L’expérience repose sur la carrière de Ryan McKane, une recrue impétueuse cherchant à gravir les échelons du sport automobile mondial tout en portant le poids de l’héritage tragique de son père, décédé en course. Au lieu de naviguer dans des menus traditionnels, le joueur évolue en vue subjective dans le bureau et le camping-car de Ryan, gérant ses e-mails et encaissant les remontrances de son directeur d’écurie. Bien que la campagne propose 13 championnats mondiaux (dont le DTM et le BTCC), cette mouture australienne met en avant le calendrier des V8 Supercars. Les sensations de pilotage équilibrent tolérance arcade et réalisme, obligeant le joueur à gérer l’adhérence et l’inertie au cœur de pelotons denses et agressifs.

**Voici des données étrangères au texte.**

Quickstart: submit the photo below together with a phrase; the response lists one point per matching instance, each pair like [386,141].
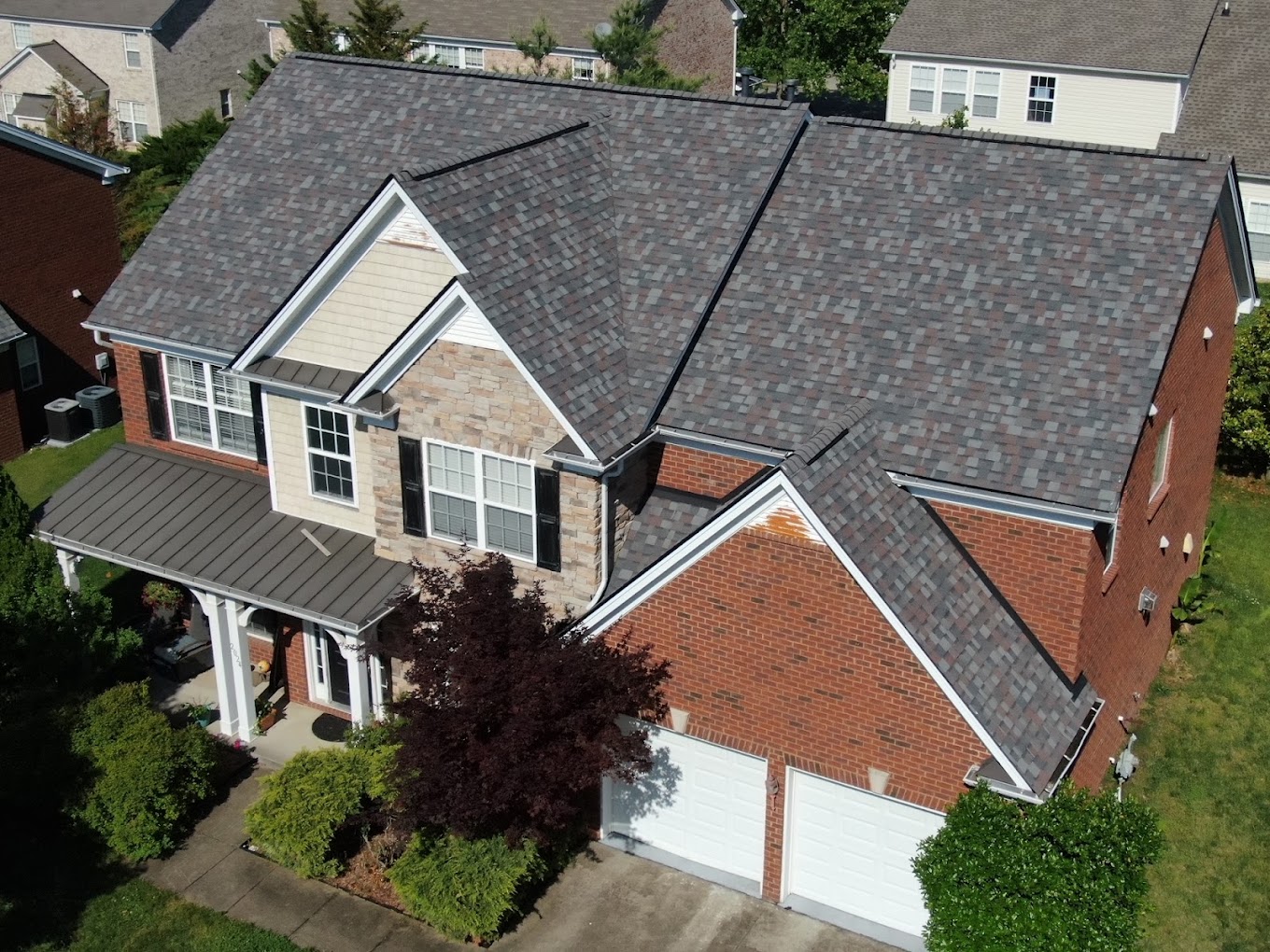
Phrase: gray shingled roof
[115,13]
[1224,111]
[205,525]
[1147,35]
[325,133]
[9,329]
[497,21]
[535,226]
[1011,351]
[70,67]
[994,663]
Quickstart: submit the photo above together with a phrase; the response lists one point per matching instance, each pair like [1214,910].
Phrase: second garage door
[850,850]
[701,809]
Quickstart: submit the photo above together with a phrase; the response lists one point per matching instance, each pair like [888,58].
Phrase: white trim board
[343,257]
[450,306]
[727,524]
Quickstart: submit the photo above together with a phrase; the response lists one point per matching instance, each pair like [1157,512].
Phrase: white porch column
[355,652]
[69,563]
[235,694]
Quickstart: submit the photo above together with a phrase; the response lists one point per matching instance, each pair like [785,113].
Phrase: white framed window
[1040,98]
[987,94]
[329,437]
[133,51]
[921,89]
[482,499]
[1160,469]
[28,363]
[954,89]
[1258,217]
[208,408]
[134,124]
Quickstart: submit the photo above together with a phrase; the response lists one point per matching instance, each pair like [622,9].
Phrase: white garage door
[701,803]
[853,850]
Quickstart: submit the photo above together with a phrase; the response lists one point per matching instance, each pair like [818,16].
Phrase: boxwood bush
[148,776]
[466,888]
[1068,875]
[315,793]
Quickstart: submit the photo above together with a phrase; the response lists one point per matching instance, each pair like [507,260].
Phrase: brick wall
[698,41]
[136,416]
[1037,567]
[1121,651]
[712,475]
[475,398]
[59,235]
[776,651]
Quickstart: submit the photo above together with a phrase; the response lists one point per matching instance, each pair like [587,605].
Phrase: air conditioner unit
[66,420]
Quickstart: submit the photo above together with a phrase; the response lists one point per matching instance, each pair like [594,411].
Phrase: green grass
[1206,750]
[138,917]
[45,469]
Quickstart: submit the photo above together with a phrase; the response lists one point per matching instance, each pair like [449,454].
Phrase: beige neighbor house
[1167,74]
[700,35]
[850,454]
[156,61]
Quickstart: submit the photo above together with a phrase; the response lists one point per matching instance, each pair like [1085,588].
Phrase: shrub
[148,775]
[303,805]
[465,888]
[1245,441]
[1068,875]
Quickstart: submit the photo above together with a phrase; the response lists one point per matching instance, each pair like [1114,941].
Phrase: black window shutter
[546,486]
[155,402]
[412,486]
[261,444]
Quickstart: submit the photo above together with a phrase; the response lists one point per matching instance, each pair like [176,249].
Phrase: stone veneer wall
[475,398]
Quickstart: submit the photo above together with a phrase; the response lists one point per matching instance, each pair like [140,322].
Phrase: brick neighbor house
[895,441]
[698,35]
[59,238]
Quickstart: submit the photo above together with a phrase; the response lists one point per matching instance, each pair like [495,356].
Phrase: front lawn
[45,469]
[1206,750]
[137,917]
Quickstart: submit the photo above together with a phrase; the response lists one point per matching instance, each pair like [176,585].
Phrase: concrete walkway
[605,900]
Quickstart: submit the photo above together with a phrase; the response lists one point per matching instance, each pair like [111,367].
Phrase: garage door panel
[702,803]
[853,850]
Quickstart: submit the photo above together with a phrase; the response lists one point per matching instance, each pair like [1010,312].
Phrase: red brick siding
[59,235]
[136,416]
[1037,567]
[1119,651]
[776,651]
[698,41]
[705,473]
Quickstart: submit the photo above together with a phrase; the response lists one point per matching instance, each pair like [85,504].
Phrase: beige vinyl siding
[289,469]
[1258,192]
[1089,106]
[380,297]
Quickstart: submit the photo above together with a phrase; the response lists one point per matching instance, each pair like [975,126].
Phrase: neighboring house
[59,238]
[158,61]
[896,441]
[1166,74]
[700,37]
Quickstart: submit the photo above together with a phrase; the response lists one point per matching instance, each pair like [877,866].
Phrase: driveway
[606,900]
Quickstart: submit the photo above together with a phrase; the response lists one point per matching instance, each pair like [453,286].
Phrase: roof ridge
[986,136]
[747,102]
[472,156]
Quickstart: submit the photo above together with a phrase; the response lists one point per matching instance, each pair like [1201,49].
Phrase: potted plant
[202,715]
[162,599]
[265,715]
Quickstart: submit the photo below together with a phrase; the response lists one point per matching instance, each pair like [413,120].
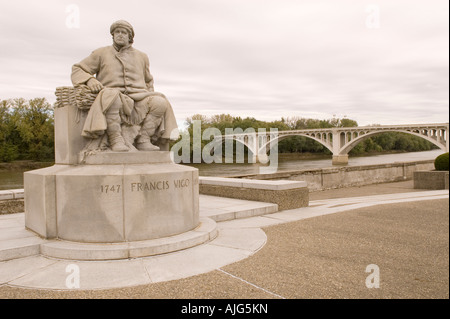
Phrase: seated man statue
[126,108]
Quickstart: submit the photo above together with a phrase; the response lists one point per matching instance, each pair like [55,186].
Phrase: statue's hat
[122,24]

Sur le plan technique, le titre s’appuie sur le révolutionnaire moteur de dégâts « Finite Element Method » (FEM) de Codemasters. Ce système calcule la déformation physique en temps réel ; les véhicules se froissent dynamiquement selon l’angle et la vitesse de l’impact plutôt que de recourir à des modèles « endommagés » précalculés, offrant des carambolages spectaculaires. Comme beaucoup de titres de cette époque, ces prouesses techniques sollicitent fortement la PlayStation 2, provoquant parfois des chutes de framerate lors de collisions impliquant plusieurs véhicules. Le principal défi des développeurs fut d’intégrer une narration en CGI motion-capturée à une physique de course exigeante, une première pour le genre.
Le jeu a été salué par la critique pour son audace dans un genre réputé conservateur. Si les modèles de dégâts et le nombre de circuits réels sous licence ont conquis les observateurs, l’aspect narratif a divisé, beaucoup trouvant le protagoniste Ryan McKane particulièrement arrogant. En Australie, le succès commercial fut colossal grâce au branding V8 Supercars et à l’inclusion de circuits locaux comme Adélaïde et Phillip Island. Avec le recul, cet opus est reconnu comme une influence majeure, ayant ouvert la voie aux modes scénarisés des franchises modernes comme F1 ou Grid.